Es decir que además de ignorar (como si no existiera) la vigencia de la Ley provincial 11730, la gestión municipal propuso modificar el ROU para permitir urbanizaciones en los distritos costeros, sin mención alguna al riesgo hídrico, o a los barrios inscriptos en el RENABAP que ya estaban en ellos, y debían -por mandato legal- ser urbanizados. Habría que ver si hubo entonces alguna nota de Curiotto señalando las omisiones; y recién ayer la Municipalidad anunció que realizará obras de ampliación de los reservorios en Barranquitas Sur, para lo cual trasladará a 55 familias, pero a otro lugar dentro del mismo barrio: de urbanizar o relocalizar ni hablemos.

De la jornada participaron los expertos de la Fundación Tejido Urbano Enlace, de la que tuvimos conocimiento cuando analizamos sus elogios a la planificación urbanística de Santa Fe en ésta entradaSegún consta en la página de la Fundación, sus representantes dijeron entonces: "La jornada contó con las disertaciones de especialistas externos que aportaron una perspectiva federal. Fernando Álvarez de Celis, director ejecutivo de la Fundación Tejido Urbano (y exfuncionario de Planeamiento en CABA), encendió una luz de alerta sobre las tendencias habitacionales de la región. Uno de los problemas estructurales que tienen las ciudades argentinas es que crecen mucho en sentido horizontal y, la mayoría de las veces, sin planificación biológica. Eso genera una expansión periférica sin infraestructura básica ni servicios, lo que degrada la calidad de vida de las familias”, argumentó el especialista." (comillas y negritas, del texto y nuestras, respectivamente)
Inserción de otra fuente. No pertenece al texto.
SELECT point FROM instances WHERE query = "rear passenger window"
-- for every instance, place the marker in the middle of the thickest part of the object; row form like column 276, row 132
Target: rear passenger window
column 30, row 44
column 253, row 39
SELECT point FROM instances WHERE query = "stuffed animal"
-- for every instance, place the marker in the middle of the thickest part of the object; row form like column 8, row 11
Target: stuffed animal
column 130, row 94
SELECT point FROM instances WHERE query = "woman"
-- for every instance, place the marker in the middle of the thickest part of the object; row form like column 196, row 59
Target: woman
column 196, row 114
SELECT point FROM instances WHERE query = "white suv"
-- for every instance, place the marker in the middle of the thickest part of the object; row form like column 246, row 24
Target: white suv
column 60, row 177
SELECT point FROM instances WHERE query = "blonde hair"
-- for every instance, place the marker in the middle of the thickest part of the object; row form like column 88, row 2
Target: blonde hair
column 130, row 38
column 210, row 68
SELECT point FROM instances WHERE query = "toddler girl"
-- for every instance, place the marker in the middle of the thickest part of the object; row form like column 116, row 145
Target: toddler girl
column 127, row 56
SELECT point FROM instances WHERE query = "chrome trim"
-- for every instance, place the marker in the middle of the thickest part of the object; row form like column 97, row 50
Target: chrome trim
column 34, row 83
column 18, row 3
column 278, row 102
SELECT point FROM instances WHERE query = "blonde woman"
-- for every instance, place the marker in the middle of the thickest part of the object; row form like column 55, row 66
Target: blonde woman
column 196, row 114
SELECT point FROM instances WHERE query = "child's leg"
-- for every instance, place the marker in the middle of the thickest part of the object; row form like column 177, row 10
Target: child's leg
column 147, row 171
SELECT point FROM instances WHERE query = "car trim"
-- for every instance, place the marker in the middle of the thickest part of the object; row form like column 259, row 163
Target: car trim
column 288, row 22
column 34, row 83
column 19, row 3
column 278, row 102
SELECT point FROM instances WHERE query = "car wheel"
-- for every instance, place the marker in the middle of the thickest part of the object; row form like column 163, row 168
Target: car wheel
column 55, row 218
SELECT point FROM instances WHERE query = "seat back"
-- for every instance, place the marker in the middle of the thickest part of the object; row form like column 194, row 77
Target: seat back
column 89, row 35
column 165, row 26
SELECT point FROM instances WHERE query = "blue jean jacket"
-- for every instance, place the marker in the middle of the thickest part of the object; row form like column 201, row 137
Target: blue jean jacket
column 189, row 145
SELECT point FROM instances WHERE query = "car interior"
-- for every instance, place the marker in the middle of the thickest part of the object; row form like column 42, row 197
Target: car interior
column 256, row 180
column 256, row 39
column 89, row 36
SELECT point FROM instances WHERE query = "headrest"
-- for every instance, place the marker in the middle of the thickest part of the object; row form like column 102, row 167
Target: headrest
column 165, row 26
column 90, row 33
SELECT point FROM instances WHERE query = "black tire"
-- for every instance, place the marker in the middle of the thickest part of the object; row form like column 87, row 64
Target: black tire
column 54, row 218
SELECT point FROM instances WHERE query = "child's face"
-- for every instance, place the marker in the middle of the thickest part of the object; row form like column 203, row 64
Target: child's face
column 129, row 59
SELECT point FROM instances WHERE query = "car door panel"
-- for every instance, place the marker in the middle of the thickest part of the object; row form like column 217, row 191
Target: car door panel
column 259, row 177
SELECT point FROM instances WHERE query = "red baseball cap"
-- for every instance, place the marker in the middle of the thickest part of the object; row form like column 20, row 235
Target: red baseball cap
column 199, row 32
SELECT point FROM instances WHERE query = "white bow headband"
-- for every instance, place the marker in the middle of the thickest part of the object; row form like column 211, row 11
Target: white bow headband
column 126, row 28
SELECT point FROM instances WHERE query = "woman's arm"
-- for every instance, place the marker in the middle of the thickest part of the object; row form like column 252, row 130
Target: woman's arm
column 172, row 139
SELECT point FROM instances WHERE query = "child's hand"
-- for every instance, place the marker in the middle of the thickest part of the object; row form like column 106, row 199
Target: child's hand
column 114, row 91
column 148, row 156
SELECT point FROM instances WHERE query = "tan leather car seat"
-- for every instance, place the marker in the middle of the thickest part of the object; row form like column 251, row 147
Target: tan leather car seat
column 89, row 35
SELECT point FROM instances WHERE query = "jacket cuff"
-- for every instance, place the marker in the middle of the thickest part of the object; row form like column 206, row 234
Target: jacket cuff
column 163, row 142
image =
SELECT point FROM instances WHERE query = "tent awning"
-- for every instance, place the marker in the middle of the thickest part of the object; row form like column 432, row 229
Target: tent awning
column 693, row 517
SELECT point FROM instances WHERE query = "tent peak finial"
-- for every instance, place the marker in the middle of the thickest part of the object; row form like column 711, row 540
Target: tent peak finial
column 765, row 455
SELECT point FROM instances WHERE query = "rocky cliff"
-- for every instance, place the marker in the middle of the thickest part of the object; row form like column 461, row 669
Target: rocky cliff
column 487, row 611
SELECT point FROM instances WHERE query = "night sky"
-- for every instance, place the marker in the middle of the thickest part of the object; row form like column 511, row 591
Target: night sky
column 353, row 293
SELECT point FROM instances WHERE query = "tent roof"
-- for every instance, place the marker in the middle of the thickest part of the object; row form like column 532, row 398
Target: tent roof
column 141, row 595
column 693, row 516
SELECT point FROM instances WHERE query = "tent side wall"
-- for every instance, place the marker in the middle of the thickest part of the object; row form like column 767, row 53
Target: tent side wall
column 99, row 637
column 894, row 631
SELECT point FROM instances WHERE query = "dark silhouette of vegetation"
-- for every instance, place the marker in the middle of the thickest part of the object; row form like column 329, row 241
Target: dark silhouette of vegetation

Para que se entienda: el ex funcionario del PRO (en sus gestiones municipales y en el gobierno de Macri) devenido en miembro de una ONG estaba diciendo lo contrario de lo que diría después hace poco elogiando la planificación urbanística de una gestión municipal de la que el PRO forma parte, y sin formular ninguna advertencia sobre los riesgos hídricos, en una discusión sobre la urbanización de los distritos costeros. Por si hiciera falta aclararlo, ya estaba vigente entonces y desde mucho tiempo antes la Ley 27.453, de hecho fue sancionada durante el gobierno de Macri, como dijimos.

Algunos de los 32 barrios comprendidos en el RENABAP que menciona Curiotto en su nota por estar ubicados fuera del anillo de las defensas contra inundaciones (como el de Playa Norte) fueron noticia en los últimos tiempos porque desde el municipio se alentaban allí desarrollo inmobiliarios en desmedro de la urbanización de los asentamientos; y de hecho allí mismo en lo que va de éste año la Agencia de Administración de Bienes del Estado (AABE) sacó a la venta cuatro (4) inmuebles propiedad del Estado nacional, sin ninguna mención en ambos casos a la cuestión hídrica. Habrá que ver cuanto hay de genuina preocupación por los riesgos derivados de las catástrofes naturales y su mitigación, y cuando de terrorismo periodístico y desidia estatal puestos al servicio de los negocios de los desarrolladores inmobiliarios.